From 1939 until the attack on Pearl Harbor, detractors of Americans who argued against intervention in World War II produced propaganda using the salute to lessen those Americans' reputations. Among the anti-interventionist Americans was aviation pioneer Charles Lindbergh. Supporters of Lindbergh's views would claim that Lindbergh did not support Adolf Hitler, and that pictures of him appearing to do the Nazi salute were actually pictures of him using the Bellamy salute. In his Pulitzer Prize winning biography Lindbergh (1998), author A. Scott Berg explains that interventionist propagandists would photograph Lindbergh and other isolationists using this salute from an angle that left out the American flag, so it would be indistinguishable from the Hitler salute to observers.

 
A group of children salutes the flag at the Irene Kaufmann Settlement playground in May 1934.


In order to prevent further confusion or controversy, the United States Congress instituted the hand-over-the-heart gesture as the salute to be rendered by civilians during the Pledge of Allegiance in the United States, instead of the Bellamy salute.

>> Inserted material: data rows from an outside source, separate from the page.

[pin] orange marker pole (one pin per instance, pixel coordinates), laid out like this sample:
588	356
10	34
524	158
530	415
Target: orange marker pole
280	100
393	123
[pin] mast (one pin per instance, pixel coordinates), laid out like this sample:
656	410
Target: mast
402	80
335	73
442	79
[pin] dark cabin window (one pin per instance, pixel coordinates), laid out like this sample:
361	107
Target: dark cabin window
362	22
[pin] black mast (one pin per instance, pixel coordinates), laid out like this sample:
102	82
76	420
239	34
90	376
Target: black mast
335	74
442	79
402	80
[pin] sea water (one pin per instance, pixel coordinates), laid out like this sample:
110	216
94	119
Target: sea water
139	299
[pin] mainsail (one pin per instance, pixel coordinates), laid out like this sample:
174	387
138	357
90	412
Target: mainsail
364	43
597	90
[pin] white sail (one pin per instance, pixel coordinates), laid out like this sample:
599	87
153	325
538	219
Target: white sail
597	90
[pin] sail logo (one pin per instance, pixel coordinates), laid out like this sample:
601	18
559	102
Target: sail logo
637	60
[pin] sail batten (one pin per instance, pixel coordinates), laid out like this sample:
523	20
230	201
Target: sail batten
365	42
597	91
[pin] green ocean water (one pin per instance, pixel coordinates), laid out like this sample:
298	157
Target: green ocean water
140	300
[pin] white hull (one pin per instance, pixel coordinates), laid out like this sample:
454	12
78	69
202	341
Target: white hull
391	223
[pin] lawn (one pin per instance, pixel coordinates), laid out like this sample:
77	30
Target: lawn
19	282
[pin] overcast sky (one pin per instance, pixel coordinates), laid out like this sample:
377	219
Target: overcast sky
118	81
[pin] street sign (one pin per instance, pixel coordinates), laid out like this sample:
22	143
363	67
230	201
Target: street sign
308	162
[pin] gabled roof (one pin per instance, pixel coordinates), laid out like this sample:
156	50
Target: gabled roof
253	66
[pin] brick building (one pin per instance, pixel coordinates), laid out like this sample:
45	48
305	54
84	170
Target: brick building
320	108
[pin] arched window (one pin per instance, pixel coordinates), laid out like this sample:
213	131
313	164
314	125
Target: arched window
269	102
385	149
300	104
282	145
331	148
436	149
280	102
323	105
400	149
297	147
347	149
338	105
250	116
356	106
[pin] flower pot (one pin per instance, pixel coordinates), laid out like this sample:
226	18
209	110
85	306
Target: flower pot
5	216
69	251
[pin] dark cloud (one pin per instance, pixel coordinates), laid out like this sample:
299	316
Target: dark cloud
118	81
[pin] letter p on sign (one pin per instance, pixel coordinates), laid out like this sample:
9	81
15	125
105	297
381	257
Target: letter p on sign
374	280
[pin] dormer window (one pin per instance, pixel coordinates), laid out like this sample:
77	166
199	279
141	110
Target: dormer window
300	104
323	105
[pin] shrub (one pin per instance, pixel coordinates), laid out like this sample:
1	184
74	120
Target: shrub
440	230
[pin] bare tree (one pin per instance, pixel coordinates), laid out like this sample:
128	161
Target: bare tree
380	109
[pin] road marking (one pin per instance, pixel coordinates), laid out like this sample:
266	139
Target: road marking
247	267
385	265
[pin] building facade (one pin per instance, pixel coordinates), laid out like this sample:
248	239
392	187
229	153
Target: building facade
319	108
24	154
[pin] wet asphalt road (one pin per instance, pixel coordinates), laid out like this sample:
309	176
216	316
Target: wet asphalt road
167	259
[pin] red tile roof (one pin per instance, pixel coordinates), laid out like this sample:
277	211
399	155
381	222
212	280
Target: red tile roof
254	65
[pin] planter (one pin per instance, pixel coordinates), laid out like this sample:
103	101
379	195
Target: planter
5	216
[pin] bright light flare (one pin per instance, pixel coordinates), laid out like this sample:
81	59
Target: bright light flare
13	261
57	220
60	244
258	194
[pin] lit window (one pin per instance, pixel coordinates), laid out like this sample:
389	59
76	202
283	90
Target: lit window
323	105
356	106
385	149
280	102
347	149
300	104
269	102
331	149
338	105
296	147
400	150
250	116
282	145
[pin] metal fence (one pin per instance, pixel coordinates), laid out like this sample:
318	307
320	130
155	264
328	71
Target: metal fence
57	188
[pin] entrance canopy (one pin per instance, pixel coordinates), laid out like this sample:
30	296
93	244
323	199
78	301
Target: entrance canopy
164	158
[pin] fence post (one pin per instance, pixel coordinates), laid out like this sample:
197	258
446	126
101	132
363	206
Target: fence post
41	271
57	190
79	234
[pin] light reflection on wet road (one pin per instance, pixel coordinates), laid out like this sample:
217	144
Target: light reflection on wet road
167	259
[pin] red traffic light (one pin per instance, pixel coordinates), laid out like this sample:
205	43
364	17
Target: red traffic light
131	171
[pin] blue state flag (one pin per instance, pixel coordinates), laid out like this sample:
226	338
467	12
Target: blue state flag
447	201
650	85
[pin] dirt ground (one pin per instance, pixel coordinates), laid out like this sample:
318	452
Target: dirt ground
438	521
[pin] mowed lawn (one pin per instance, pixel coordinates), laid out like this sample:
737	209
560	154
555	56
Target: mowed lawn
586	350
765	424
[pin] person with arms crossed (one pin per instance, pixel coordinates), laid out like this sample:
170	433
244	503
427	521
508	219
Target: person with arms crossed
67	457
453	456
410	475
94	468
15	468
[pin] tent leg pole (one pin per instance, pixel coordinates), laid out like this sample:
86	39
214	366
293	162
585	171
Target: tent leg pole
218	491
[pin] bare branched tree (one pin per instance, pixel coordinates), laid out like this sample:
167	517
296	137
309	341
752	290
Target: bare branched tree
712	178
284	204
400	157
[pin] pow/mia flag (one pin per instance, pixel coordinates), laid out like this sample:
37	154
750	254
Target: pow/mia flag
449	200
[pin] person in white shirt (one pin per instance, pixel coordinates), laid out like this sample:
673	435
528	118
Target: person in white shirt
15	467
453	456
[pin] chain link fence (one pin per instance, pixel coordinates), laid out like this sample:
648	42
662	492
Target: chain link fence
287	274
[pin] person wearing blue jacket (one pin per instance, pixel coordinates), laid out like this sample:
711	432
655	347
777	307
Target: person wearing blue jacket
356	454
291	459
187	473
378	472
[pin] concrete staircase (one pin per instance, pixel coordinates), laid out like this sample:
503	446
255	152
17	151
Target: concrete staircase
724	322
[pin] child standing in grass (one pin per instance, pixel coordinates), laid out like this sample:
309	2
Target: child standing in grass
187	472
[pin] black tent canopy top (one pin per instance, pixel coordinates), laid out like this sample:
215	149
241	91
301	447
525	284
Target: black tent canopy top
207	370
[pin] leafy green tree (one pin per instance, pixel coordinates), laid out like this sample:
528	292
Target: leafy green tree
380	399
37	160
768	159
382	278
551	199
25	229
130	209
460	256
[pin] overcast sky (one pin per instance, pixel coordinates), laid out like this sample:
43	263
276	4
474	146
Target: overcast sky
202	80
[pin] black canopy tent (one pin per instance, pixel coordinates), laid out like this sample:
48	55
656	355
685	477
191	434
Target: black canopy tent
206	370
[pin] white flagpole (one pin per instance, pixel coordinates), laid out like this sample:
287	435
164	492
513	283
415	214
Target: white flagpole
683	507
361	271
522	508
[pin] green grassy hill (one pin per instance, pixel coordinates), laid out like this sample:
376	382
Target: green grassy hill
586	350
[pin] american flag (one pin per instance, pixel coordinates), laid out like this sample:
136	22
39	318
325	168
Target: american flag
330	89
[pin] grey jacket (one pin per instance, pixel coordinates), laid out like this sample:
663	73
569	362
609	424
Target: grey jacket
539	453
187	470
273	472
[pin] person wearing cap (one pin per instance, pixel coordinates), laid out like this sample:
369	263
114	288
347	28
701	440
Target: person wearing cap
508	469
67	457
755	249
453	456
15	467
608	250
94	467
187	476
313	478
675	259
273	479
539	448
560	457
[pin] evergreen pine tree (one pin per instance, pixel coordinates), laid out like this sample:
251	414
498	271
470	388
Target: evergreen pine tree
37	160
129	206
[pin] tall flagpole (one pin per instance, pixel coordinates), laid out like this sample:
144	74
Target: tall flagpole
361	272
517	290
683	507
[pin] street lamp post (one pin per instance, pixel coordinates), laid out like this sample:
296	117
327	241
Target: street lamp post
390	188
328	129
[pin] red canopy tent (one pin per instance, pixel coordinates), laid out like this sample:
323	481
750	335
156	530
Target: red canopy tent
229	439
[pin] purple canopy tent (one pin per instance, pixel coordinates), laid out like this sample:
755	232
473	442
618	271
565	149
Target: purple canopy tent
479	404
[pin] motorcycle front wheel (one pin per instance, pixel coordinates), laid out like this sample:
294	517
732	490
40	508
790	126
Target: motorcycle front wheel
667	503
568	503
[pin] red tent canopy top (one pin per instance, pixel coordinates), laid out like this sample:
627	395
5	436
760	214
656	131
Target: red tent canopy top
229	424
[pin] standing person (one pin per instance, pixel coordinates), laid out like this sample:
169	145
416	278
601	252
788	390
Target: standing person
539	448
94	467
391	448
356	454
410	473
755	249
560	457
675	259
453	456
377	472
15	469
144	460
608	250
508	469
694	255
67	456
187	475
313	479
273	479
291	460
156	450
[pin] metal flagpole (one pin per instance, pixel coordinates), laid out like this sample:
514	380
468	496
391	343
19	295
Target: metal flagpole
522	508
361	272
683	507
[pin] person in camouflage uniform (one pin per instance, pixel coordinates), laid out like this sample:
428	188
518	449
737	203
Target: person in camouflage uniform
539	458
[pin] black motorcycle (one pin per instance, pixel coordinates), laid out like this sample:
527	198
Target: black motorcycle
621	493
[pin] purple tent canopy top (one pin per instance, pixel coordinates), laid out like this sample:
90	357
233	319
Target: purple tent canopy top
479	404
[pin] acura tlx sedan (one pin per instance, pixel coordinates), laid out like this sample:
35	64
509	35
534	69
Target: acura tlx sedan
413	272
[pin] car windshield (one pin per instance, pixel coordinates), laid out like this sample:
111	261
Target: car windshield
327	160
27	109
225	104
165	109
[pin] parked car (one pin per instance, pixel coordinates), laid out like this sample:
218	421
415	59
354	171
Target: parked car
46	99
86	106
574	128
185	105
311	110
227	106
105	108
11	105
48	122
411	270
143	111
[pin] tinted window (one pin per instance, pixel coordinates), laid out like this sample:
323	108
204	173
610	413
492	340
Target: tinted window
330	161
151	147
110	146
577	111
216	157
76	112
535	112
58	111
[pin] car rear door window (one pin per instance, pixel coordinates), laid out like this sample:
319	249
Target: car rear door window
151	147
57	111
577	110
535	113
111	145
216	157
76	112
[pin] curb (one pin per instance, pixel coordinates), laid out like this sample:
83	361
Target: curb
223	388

This was done when Congress amended the Flag Code on December 22, 1942.

There was initially some resistance to dropping the Bellamy salute, for example from the Daughters of the American Revolution, but this opposition died down quickly following Nazi Germany's declaration of war against the United States on December 11, 1941.

Children performing the Bellamy salute to the flag of the United States, 1941.

 

 
Earl Babcock's school day begins with the salute to the flag, Rochester, New York, March 1943.